What DO they do every day? Harry and Meghan solemnly pledged themselves to a 'life of service' and 'global action' after their Oprah interview - alongside their lucrative work for Netflix and Spotify. So how's it all going? Prepare to be underwhelmed!
- A year after the so-called 'interview of the decade' with Oprah,
what have Meghan and Harry actually done?

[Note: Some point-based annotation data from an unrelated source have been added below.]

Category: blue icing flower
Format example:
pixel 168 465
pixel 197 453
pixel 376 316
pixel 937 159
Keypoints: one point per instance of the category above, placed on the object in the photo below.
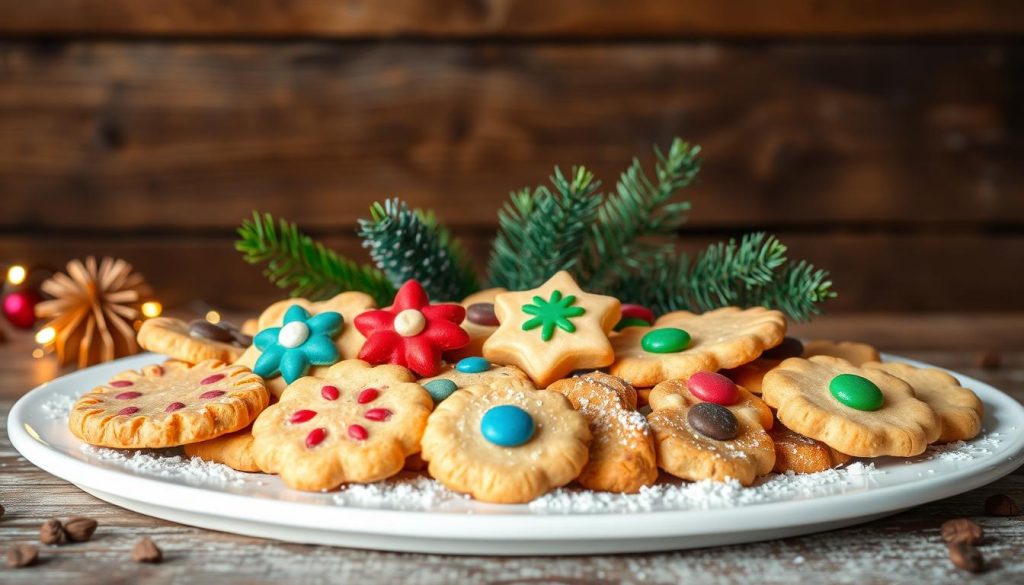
pixel 300 342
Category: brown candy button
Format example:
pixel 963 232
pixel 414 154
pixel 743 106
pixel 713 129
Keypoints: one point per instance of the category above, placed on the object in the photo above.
pixel 713 420
pixel 482 314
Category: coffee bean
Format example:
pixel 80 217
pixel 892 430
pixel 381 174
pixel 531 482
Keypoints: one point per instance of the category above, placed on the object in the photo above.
pixel 22 555
pixel 966 556
pixel 962 530
pixel 1001 505
pixel 482 314
pixel 713 420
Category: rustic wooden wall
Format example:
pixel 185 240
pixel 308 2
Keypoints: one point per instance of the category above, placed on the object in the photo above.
pixel 881 139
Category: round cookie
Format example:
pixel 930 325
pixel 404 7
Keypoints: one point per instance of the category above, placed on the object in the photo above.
pixel 355 424
pixel 622 454
pixel 717 339
pixel 691 454
pixel 808 398
pixel 505 446
pixel 958 409
pixel 192 342
pixel 169 405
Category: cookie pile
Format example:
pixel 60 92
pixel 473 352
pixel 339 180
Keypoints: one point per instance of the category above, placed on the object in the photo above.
pixel 510 394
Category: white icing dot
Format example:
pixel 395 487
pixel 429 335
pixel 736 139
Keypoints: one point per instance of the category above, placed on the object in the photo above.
pixel 293 334
pixel 410 323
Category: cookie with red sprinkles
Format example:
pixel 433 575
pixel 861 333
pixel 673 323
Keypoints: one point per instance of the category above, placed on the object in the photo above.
pixel 169 405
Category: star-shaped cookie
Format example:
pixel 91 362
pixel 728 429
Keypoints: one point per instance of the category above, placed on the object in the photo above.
pixel 553 329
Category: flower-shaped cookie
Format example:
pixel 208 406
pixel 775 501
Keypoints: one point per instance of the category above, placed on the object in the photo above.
pixel 348 342
pixel 412 332
pixel 169 405
pixel 505 446
pixel 958 409
pixel 857 411
pixel 302 341
pixel 355 424
pixel 552 330
pixel 717 339
pixel 707 442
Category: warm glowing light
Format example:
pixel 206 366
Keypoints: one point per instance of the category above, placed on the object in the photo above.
pixel 45 335
pixel 15 275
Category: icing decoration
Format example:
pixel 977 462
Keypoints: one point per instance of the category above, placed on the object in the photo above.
pixel 556 311
pixel 472 365
pixel 507 425
pixel 482 314
pixel 856 391
pixel 389 339
pixel 714 421
pixel 280 357
pixel 440 388
pixel 713 387
pixel 665 340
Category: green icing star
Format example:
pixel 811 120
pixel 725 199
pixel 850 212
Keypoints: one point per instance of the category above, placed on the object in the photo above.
pixel 552 312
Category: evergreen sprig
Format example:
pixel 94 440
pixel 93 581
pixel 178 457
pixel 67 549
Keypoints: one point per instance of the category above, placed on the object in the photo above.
pixel 544 231
pixel 304 266
pixel 412 244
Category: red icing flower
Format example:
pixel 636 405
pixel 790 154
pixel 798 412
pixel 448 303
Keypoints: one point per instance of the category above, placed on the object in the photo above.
pixel 412 332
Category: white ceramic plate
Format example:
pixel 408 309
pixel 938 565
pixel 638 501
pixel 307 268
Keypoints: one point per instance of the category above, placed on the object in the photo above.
pixel 417 515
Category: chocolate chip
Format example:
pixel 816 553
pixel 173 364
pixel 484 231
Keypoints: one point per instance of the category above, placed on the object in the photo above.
pixel 80 529
pixel 713 420
pixel 1001 505
pixel 962 530
pixel 482 314
pixel 207 330
pixel 790 347
pixel 146 551
pixel 967 556
pixel 22 555
pixel 52 533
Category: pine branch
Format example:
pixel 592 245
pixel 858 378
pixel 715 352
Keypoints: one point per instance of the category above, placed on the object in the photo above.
pixel 412 244
pixel 297 262
pixel 638 209
pixel 544 232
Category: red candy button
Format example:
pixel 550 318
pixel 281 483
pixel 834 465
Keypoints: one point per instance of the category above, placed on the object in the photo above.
pixel 712 387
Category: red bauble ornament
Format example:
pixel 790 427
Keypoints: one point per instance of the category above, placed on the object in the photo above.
pixel 19 308
pixel 412 332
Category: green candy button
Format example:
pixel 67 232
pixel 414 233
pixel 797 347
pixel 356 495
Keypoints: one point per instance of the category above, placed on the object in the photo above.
pixel 666 340
pixel 856 391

- According to our audit, their accomplishments
have been scant after promising a 'global wave of service'
- World events rarely pass without some intervention
from Meghan and the self-appointed Prince of Woke
- All in all, the controversial duo's schedule
hardly compares with the daily work of the royals they left behind
- The couple can tell whether their year happened
as intended but it doesn't seem to have added up to much
By Richard
Kay and Barbara Mcmahon For The Daily MailPublished: 17:01 EDT,
11 March 2022
| Updated: 20:07 EDT,
11
March 2022
With its bucking broncos, yee-hawing cowboys and pitchers of cold beer,
the Fort Worth Stockyards is a rowdy and testosterone-fuelled throwback to the
old days of the American West.
While today tourists
throng the mule and horse-barns that were once the last 'civilised' outpost for
livestock traders on Texas's
famous Chisholm Trail, breeders compete for trophies for their longhorn
cattle and prize bulls.
Last weekend,
however, there was another spectacle at the first night of its championship
rodeo — a Stetson-wearing Prince Harry.
Judging by the
photographs posted online — before they were mysteriously deleted — the Duke of
Sussex did not look entirely comfortable.
Perhaps it was the
gushing posts that appeared on Instagram. 'We get a lot of rodeo royalty but
this is the first prince I've seen,' enthused Cory Melton, a muscular wrangler
who breeds bucking bulls.
Yet his genial
observation — which also claimed that Harry was going to enter the bull-riding
competition but had lost his 'rigging bag', an essential piece of rodeo kit —
was swiftly removed.
As, too, was a
message brimming with Southern hospitality from rodeo secretary Cindy Reid, in
which she generously thanked Harry for his visit.
No doubt some will
wonder if an event reeking of 'toxic masculinity' might sit uneasily with Harry's
image as the self-appointed Prince of Woke. But was there, perhaps, another
explanation why he might not be pleased to see pictures of himself at the
so-called 'Cowtown coliseum'?
The visit coincided
almost exactly with the first anniversary of his and Meghan's Oprah Winfrey
interview from which, we were assured, a 'global wave of service' would be
unleashed by the couple.
An appearance at a
kitsch tourist attraction can hardly be described as an illustration of their
'shared commitment' to a life of good works. Indeed, the embers of their
incendiary claims about cruelty, neglect, snobbery and racism aimed at the
heart of the Royal Family are still glowing.
More than 50 million
people around the world — including 12 million in Britain and 17 million in the
U.S. — tuned in to hear Meghan discuss how royal life had made her suicidal,
blame sister-in-law Kate for making her cry at a bridesmaids' dress-fitting
and, infamously, allege that a member of the Royal Family had questioned what
colour her son Archie's skin would be.
The repercussions
are still being felt as are the memorably damning soundbites: 'Were you silent,
or were you silenced?'; 'My family literally cut me off financially'; and
complaints that Archie 'won't be given security, he's not going to be given a
title'.
More significantly,
12 months after the so-called 'interview of the decade', we are entitled to ask
what on earth a couple who set themselves the loftiest of standards has
actually been doing since — apart from overseeing the stream of platitudes and
wearily right-on slogans that are issued with monotonous regularity from the
luxury of their nine-bedroom, 16-bathroom mansion?
Take, for example,
their attendance at last month's National Association for the Advancement of
Colored People Image Awards, where they accepted the President's Award that
recognises special achievement and distinguished public service.
Over the years this
venerable organisation — set up in 1909 in response to violence against black
people — has handed its most prestigious award to some significant individuals,
who have done much to raise the aspirations of America's black population, from
boxer Muhammad Ali to preacher-turned-politician Jesse Jackson and former U.S.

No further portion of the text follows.